From 2011.1 (post-patch) to 2013.1, the new engine could be enabled globally via the undoc configurable setting dm.integ.engine=3, with the default setting of engine=2 continuing to use the old v2 engine from 2006.1.  When v3 became the default in 2013.2, we decided that we'd leave the old v2 engine available as a deprecated/undoc option for a while before completely removing it, although of course all of the old v2 bugs are still present if that option is in use.

That brings us to the reason for this blog post.  Over the past couple of months it's come to our attention that there are customers who are, for one reason or another, still using the long-obsolete v2 engine, while also waiting on those decade-old bugs to be fixed.  This has given rise to two requests:

1.     Come up with a definite plan for removing the v2 engine entirely so that customers won't continue to have the impression that it's under development.

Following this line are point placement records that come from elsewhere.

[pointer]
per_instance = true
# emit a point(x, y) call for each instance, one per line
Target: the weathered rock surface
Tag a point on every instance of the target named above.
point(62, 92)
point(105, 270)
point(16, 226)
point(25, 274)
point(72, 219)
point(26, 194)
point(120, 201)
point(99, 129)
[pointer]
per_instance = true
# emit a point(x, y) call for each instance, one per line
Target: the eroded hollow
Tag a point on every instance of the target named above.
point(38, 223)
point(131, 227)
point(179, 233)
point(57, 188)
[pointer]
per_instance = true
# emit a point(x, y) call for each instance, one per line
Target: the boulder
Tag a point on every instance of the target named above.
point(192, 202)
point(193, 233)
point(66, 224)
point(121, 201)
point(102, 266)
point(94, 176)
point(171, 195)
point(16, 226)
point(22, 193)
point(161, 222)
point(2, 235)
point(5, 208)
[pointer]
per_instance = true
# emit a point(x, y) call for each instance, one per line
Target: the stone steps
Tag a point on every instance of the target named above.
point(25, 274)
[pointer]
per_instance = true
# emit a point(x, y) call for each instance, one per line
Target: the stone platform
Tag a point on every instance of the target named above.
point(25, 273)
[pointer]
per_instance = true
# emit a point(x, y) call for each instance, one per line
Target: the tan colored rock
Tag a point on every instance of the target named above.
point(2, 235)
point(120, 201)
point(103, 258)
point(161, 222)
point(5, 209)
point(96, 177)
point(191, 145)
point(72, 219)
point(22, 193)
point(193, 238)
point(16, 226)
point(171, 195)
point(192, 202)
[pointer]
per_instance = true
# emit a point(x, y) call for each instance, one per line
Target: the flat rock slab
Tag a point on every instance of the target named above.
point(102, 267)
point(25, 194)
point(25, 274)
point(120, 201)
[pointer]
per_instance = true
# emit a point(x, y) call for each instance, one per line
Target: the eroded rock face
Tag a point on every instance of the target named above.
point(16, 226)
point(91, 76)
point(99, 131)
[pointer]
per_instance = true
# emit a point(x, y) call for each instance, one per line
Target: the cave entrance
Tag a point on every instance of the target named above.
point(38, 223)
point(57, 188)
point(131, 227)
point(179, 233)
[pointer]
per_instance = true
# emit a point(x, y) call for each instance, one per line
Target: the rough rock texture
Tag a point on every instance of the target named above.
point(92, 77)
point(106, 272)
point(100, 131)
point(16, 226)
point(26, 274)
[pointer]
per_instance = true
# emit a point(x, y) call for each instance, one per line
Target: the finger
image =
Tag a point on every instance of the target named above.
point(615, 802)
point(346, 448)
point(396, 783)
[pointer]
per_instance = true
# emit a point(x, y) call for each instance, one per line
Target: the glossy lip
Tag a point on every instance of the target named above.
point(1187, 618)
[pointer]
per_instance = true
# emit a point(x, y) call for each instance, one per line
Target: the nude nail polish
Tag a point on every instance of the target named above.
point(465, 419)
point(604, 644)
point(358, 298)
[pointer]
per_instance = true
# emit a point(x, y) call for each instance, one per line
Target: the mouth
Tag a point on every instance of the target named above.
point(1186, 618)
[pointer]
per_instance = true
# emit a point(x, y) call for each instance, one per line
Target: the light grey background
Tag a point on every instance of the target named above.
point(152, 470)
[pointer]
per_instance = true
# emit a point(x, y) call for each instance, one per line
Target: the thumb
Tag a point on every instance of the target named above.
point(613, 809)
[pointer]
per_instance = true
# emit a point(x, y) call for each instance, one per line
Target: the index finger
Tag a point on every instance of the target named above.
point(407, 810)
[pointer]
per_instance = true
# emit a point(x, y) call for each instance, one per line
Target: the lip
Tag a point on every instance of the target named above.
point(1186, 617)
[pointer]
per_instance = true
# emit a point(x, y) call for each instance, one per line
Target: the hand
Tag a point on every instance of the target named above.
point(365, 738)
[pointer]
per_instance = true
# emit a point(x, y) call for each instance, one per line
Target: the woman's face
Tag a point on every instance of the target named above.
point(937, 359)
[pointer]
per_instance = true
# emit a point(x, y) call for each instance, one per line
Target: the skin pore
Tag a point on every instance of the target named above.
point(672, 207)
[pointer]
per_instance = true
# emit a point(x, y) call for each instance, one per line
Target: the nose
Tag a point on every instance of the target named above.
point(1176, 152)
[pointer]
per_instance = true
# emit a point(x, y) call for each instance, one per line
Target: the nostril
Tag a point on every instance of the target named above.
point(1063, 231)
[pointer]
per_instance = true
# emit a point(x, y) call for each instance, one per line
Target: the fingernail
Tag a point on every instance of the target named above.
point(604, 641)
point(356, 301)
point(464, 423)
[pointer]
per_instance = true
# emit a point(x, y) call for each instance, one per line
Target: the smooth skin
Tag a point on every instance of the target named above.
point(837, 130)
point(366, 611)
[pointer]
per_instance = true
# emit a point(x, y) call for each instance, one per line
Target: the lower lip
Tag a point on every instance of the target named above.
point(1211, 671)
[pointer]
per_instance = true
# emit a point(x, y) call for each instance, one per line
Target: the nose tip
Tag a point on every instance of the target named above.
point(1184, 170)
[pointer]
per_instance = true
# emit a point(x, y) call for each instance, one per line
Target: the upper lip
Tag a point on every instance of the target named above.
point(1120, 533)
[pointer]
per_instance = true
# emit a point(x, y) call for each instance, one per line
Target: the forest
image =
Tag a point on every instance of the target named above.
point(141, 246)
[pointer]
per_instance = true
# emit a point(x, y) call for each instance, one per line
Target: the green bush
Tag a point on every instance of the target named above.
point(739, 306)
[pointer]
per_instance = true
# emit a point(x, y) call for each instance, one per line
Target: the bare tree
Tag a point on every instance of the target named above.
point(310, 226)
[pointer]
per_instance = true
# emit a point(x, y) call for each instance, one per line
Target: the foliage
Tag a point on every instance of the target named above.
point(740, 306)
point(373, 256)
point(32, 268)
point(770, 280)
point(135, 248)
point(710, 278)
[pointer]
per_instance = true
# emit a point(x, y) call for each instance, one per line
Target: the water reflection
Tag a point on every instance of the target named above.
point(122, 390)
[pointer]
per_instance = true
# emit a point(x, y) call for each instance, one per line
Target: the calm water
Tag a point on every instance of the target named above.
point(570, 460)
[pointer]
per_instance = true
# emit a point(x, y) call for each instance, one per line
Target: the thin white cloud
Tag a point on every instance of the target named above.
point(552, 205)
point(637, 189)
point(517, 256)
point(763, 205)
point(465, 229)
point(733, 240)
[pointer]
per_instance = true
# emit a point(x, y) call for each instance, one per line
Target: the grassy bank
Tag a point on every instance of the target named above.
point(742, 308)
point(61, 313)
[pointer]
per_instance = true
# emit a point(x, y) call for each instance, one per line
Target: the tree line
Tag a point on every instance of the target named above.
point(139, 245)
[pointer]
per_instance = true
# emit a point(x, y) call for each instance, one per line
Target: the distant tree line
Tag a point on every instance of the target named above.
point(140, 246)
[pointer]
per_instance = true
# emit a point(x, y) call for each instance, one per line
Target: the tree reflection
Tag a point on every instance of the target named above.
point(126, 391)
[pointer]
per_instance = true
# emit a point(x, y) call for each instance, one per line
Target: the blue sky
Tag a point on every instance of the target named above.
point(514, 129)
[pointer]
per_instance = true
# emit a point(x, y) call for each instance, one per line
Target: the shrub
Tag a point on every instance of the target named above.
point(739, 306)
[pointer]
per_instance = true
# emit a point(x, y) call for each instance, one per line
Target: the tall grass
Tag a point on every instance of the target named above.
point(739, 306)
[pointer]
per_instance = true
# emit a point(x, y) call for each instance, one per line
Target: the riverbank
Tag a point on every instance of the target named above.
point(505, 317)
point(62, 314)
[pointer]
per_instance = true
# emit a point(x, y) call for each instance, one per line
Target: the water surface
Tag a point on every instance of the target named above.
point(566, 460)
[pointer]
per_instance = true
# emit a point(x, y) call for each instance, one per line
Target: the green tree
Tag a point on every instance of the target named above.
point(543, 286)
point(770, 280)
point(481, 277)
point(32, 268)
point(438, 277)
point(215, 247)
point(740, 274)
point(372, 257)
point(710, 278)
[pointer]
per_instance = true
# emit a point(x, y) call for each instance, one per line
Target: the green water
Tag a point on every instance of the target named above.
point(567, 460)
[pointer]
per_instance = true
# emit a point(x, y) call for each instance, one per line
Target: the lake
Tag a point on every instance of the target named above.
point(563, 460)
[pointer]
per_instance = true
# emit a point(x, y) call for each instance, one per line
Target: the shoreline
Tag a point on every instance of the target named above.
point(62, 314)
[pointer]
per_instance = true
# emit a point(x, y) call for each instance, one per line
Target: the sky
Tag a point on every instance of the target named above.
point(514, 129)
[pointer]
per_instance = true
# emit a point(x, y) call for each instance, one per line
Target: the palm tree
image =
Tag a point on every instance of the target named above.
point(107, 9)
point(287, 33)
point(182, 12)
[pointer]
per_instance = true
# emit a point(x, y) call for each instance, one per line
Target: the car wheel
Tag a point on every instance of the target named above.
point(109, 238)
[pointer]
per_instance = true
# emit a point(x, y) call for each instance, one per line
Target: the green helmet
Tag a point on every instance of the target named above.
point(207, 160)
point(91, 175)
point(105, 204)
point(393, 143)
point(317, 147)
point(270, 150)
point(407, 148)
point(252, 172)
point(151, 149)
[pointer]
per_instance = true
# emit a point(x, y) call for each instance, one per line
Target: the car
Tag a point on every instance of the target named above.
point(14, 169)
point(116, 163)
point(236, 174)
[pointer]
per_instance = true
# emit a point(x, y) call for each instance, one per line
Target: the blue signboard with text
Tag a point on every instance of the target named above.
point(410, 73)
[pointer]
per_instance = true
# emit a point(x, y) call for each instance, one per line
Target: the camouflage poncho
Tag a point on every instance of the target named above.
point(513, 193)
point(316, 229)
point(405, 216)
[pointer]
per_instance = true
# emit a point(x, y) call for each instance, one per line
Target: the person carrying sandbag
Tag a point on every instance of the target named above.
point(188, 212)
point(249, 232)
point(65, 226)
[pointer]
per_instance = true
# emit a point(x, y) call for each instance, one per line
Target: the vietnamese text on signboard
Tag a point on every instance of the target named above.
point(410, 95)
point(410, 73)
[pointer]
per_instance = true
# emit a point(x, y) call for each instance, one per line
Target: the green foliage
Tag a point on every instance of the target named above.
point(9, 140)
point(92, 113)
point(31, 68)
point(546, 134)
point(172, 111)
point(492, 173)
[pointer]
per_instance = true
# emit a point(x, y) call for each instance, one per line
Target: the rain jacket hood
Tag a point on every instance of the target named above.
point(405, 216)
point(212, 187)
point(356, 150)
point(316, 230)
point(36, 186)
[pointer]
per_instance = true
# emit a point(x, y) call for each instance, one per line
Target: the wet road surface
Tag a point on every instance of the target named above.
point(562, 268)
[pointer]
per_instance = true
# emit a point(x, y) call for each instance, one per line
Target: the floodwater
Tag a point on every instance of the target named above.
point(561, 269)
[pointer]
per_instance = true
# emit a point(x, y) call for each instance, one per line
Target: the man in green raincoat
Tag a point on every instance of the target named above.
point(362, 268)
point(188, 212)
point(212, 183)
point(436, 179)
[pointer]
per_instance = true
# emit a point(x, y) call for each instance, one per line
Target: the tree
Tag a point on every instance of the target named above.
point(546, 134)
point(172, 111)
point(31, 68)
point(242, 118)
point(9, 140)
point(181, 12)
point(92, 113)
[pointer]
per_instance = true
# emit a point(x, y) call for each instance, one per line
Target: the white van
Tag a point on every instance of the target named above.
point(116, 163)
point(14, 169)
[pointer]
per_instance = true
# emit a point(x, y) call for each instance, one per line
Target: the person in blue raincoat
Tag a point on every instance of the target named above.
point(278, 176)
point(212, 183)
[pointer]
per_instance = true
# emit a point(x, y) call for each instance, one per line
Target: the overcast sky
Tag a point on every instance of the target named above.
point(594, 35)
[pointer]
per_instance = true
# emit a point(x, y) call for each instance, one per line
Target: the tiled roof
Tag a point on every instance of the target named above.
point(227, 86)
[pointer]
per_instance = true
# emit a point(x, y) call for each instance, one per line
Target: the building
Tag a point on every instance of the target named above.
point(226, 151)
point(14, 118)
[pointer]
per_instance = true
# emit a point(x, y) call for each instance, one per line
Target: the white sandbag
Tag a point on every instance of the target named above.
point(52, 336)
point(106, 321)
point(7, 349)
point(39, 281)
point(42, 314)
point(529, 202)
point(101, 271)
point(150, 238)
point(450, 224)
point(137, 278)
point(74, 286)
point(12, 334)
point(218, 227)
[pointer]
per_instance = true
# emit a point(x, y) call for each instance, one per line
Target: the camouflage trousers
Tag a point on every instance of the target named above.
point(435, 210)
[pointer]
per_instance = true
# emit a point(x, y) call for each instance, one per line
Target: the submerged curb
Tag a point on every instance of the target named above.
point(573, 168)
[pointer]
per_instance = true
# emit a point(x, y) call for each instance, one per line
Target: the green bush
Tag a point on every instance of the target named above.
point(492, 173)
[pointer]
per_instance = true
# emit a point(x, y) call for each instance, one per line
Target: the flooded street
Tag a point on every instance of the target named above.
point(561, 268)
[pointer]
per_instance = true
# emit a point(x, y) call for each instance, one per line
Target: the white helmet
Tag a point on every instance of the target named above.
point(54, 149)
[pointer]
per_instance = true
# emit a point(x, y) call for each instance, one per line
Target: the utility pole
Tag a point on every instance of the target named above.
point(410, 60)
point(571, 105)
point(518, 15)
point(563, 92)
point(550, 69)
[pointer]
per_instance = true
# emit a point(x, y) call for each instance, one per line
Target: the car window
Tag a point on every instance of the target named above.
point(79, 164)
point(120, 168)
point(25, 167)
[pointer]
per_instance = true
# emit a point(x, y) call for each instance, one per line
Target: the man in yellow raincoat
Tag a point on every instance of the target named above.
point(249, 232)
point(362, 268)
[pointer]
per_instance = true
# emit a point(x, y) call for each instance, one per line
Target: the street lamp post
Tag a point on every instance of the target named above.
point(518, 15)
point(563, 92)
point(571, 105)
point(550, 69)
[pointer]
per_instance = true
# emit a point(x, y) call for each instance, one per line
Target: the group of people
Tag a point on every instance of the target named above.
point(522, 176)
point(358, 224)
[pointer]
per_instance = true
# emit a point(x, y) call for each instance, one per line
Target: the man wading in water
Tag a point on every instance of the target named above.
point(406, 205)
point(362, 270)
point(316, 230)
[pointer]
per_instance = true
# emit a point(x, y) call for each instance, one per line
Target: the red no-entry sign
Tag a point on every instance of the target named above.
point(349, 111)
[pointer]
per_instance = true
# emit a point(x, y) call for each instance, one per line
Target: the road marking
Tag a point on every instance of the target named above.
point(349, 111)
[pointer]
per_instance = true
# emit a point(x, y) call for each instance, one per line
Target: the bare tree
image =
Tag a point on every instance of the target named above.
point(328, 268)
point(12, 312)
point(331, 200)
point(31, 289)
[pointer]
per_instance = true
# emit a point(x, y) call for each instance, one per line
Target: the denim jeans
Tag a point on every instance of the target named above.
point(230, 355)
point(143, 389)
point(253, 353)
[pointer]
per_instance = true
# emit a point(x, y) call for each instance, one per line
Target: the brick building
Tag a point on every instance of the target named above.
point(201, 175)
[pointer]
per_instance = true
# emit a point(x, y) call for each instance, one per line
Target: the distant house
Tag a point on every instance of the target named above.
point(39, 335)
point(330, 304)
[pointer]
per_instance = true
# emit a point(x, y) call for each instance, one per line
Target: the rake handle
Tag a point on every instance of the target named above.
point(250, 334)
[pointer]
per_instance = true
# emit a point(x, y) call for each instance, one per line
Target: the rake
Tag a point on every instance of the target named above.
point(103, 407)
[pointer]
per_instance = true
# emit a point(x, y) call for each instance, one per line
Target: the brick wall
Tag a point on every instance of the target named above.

2.     Publish a blog article explaining why we're doing this and what it means.

 

For the vast majority of our customers, this blog article has no relevance beyond historical interest, since unless you have specifically set the undoc dm.integ.engine configurable, every server from 2013.2 onward has been using the current ("v3") engine with the full benefit of all the latest functionality and fixes.  While we're not positive, we suspect that there may also be customers who are currently using dm.integ.engine=2 without a clear understanding of what exactly that means, and if so, hopefully this article has helped to clear it up to some extent and will encourage them to unset that option.

As for the plan for removing the v2 engine, our current target is the 2017.2 release, to allow some transition time for customers who need it.  The main thing that has been brought to our attention as possibly requiring transitioning is any script that might be written to parse individual messages in the output of "p4 resolve" -- part of fixing the deficiencies in the old integrate/resolve process included adding new functionality to the resolve command, which necessarily included new output and new flags.

As with almost any time we add new output, tools written with old versions of the API continue to receive the old output (preserving "bug-for-bug compatibility").  The command line client always receives the newest output by default where possible, but the -Zapi=N flag can be used to lock it to a particular version as if you were using an old API build, and this is something that we always recommend as standard practice to users who are writing scripts that might be sensitive to output changes.  For the particular case of new resolve types, -Zapi=69 (or lower) will do the trick, as well as restricting all other version-dependent messages to the 2011 timeframe.

There is also an (undoc) flag on "p4 integrate" that has the same effect without setting the API level, the "-Ro" flag.  As of 2016.1 there is a third option, which lets the -Ro flag effectively be set globally on all integrate commands: dm.integ.tweaks=16.  Note that as with using the other options that force the legacy resolve behavior, this will disable a large amount of merge functionality, although the new base selection logic will continue to function normally.

As an intermediate step, in 2017.1 we plan to automatically transition sites with dm.integ.engine=2 to the new dm.integ.tweaks=16 setting, on the theory that this will preserve the old-style resolve output that those sites may be dependent on.  If you are one of those sites, I'd first encourage you to try to update your tools to handle the new output, or to specifically disable it for those tools only, but failing that, try the dm.integ.tweaks=16 backward compatibility mode now (this is why we've made it available a year early) before upgrades start forcing the issue for you; if you encounter any problems with that mode, we'll have that much more time to address them.

I hope this trip down memory lane has been as entertaining for everyone to read as it was for me to write.  In the near future I plan to start writing a series of articles discussing the current integration engine in some detail.  Keep watching this space!